A multiplexer for receiving a result signal output from the execution unit, an execution address to which a signal having a determined value stored in the program counter is added, and a prediction address, and selecting one of these signals as an address signal. The memory data access structure according to claim 7, further comprising:

A memory data access method suitable for use in a pipeline processor,
Supply instructions according to the address signal,
Execute the instruction and output the result signal and control signal,
Fetching the next instruction to be executed according to the address signal, and when the instruction is a branch instruction, the result signal is a target address selected to be an address signal output to the cache memory;
When the processor is running a branch instruction, to fetch the fetch instruction, and when the fetch instruction when running the branch instruction is not stored in the cache memory in accordance with the control signal obtained after execution of the branch instruction Determining that a fetch instruction is not fetched from an external memory.

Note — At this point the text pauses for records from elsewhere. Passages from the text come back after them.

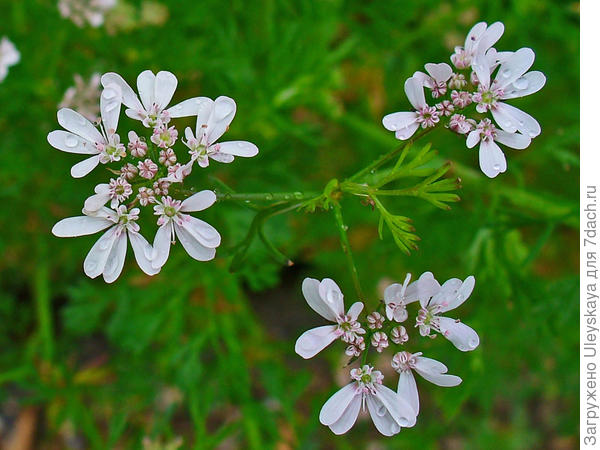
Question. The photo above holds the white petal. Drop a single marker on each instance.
(191, 245)
(129, 98)
(513, 140)
(189, 107)
(332, 295)
(199, 201)
(71, 143)
(116, 259)
(491, 159)
(164, 88)
(110, 107)
(162, 246)
(310, 290)
(145, 83)
(75, 123)
(515, 66)
(407, 389)
(440, 72)
(414, 92)
(333, 408)
(84, 167)
(313, 341)
(95, 261)
(238, 148)
(512, 119)
(462, 336)
(398, 121)
(142, 251)
(80, 226)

10. The memory data access method according to claim 9, wherein the control signal indicates whether the currently executed instruction is a taken branch instruction.

10. The memory data access method according to claim 9, wherein a result signal and an address of a currently executed instruction to which a signal having a certain value is added are selectively output.

A memory data access method suitable for use in a pipeline processor,
Supply instructions,
Execute the instruction and output the result signal,
Using a branch prediction mechanism that outputs a predicted address in response to a fetch instruction,
Having each step of comparing the result signal with the predicted address and outputting a comparison signal;
When the instruction being executed is a branch instruction, the result signal is selected to be the target address and the address signal, and the processor fetches the next instruction to be executed according to the address signal;
While executing the branch instruction, the processor fetches the fetch instruction, and if the fetch instruction at the time of executing the branch instruction is not in the cache memory, the cache memory according to the comparison signal obtained after execution of the branch instruction , A memory data access method characterized by deciding not to fetch a fetch instruction from an external memory.

13. The memory data access method according to claim 12, wherein one of a result signal, an address to which a certain value is added and the processor is currently processing, and a predicted address are selectively output.

13. The memory data access method according to claim 12, wherein the comparison signal indicates whether a branch instruction predicted by the branch prediction mechanism is correct.